JASON STATHAM (“The Transporter” series, “Bank Job”) leads the action-thrillers cast as three time speedway champion Jensen Ames, an ex-con framed for a gruesome murder. Forced to don the mask of the mythical driver Frankenstein, a Death Race crowd favorite who seems impossible to kill, Ames is given an easy choice by Terminal Islands ruthless Warden Hennessey (JOAN ALLEN of Bourne Supremacy and Bourne Ultimatum): Suit up and drive or never see his little girl again.
His face hidden by a hideous mask, one convict will enter an insane three-day challenge in order to gain freedom. But to claim the prize, Ames must survive a gauntlet of the most vicious criminals, including nemesis Machine Gun Joe (TYRESE GIBSON of Transformers), in the countrys toughest prison. Trained by his coach (IAN MCSHANE of Deadwood) to drive a monster Mustang V8 Fastback outfitted with 2 mounted mini-guns, flamethrowers and napalm, an innocent man will destroy everything in his path to win the most twisted spectator sport on Earth.
Director-producer PAUL W.S. ANDERSON (Resident Evil series, AVP: Alien Vs. Predator) reimagines ROGER CORMAN’s classic Death Race 2000 for the screen. On the production, he is joined for Death Race by producers PAULA WAGNER (Mission: Impossible series, War of the Worlds) and JEREMY BOLT (Resident Evil: Apocalypse, Resident Evil: Extinction).
It is not surprising that British filmmaking partners Paul W.S. Anderson and Jeremy Bolt were fans of executive producer Roger Cormans Death Race 2000. Considering the duo first gained notoriety for Shoppinga dark tale about joyriding youth set in the near future–it seems only natural the world created by producer Corman
and director Paul Bartel in 1975 would inspire their choices.
Recalls Anderson of his memories of the original: “I was a big fan of the Corman movie. I saw it on video when I was still living in England as a teenager. It was the movie your parents didnt want you to see, because it was just packed with senseless violence and unmotivated nudity. So, of course, I just loved it.”
At a screening for Shopping at the 7th Annual Tokyo International Film Festival, producer Bolt and Anderson first met Corman and discussed the idea of reworking Death Race 2000 for a new audience. At the time, Anderson and Bolt were about to make Event Horizon for Paramount, the studio where they first met Paula Wagner and Tom Cruise. The production partners had just launched C/W Productions and expressed interest in developing the project.
Bolt recounts: “I met with Paula at the Dorchester Hotel in London, and she thought it was a fantastic idea. They came aboard, optioned the material under their deal with Paramount and started to develop it. At that point, the idea was a movie similar in spirit to Roger’s film. In other words, it was slightly satirical.”

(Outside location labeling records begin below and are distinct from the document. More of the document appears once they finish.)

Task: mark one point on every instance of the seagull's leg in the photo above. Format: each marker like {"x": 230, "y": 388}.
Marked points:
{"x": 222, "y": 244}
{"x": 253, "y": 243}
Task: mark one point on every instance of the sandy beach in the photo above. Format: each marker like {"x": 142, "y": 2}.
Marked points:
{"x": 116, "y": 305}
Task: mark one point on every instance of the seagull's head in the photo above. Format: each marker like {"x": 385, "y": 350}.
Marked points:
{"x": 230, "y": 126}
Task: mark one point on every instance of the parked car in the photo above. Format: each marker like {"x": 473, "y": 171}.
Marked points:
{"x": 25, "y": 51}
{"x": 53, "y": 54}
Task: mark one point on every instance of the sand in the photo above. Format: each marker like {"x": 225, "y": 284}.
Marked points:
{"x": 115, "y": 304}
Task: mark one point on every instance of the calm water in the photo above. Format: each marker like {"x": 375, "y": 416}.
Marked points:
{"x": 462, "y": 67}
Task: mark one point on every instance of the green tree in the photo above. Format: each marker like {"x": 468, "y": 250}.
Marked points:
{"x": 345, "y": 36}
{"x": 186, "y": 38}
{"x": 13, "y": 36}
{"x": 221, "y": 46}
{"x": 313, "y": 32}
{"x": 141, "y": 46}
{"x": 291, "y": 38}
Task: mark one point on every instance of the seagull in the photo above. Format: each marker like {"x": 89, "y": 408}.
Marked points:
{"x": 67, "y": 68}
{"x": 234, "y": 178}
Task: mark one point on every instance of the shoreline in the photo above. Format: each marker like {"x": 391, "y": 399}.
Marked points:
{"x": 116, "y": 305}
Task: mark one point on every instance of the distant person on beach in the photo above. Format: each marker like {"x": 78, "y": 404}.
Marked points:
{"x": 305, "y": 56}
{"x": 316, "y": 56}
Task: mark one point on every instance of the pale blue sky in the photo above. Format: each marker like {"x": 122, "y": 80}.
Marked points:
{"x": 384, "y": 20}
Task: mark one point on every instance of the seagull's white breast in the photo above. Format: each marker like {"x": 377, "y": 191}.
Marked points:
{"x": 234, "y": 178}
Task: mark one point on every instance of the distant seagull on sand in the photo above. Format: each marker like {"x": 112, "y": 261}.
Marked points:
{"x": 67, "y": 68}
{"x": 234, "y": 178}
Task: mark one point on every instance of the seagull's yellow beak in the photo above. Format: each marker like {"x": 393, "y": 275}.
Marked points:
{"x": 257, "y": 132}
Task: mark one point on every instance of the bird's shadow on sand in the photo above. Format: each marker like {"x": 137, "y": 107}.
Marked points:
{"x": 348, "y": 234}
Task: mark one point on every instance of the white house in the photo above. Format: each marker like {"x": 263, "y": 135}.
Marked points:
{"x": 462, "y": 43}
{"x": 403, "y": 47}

More than a decade would pass before the project would finally gel. Taking their cue from societys current obsession with reality TV, Anderson and the producers decided to set the film in a dystopian near future. There, they would incorporate the most extreme of reality TV and turn the drivers into prisoners fighting a gladiatorial battle.
Anderson, who had written and directed successful actioners such as Resident Evil and AVP: Alien vs. Predator, took over writing duties, and the project found a home at Universal. Of the Earth he imagined, he explains, “Its a slightly rougher world than we live in now, but still very much recognizable. The explosion in crime rates and the fact that reality television is big have led to the Death Race. It’s the ultimate in reality television: nine racers who race to the death on this sealed course. They’re the gladiators of our time, and the racetrack is their coliseum.”
While this action-thriller is quite different from Corman’s classic, one thing would not change. The fans are just as zealous in their passion for favorite drivers to massacre competitors. The more blood shed, the happier these Romans.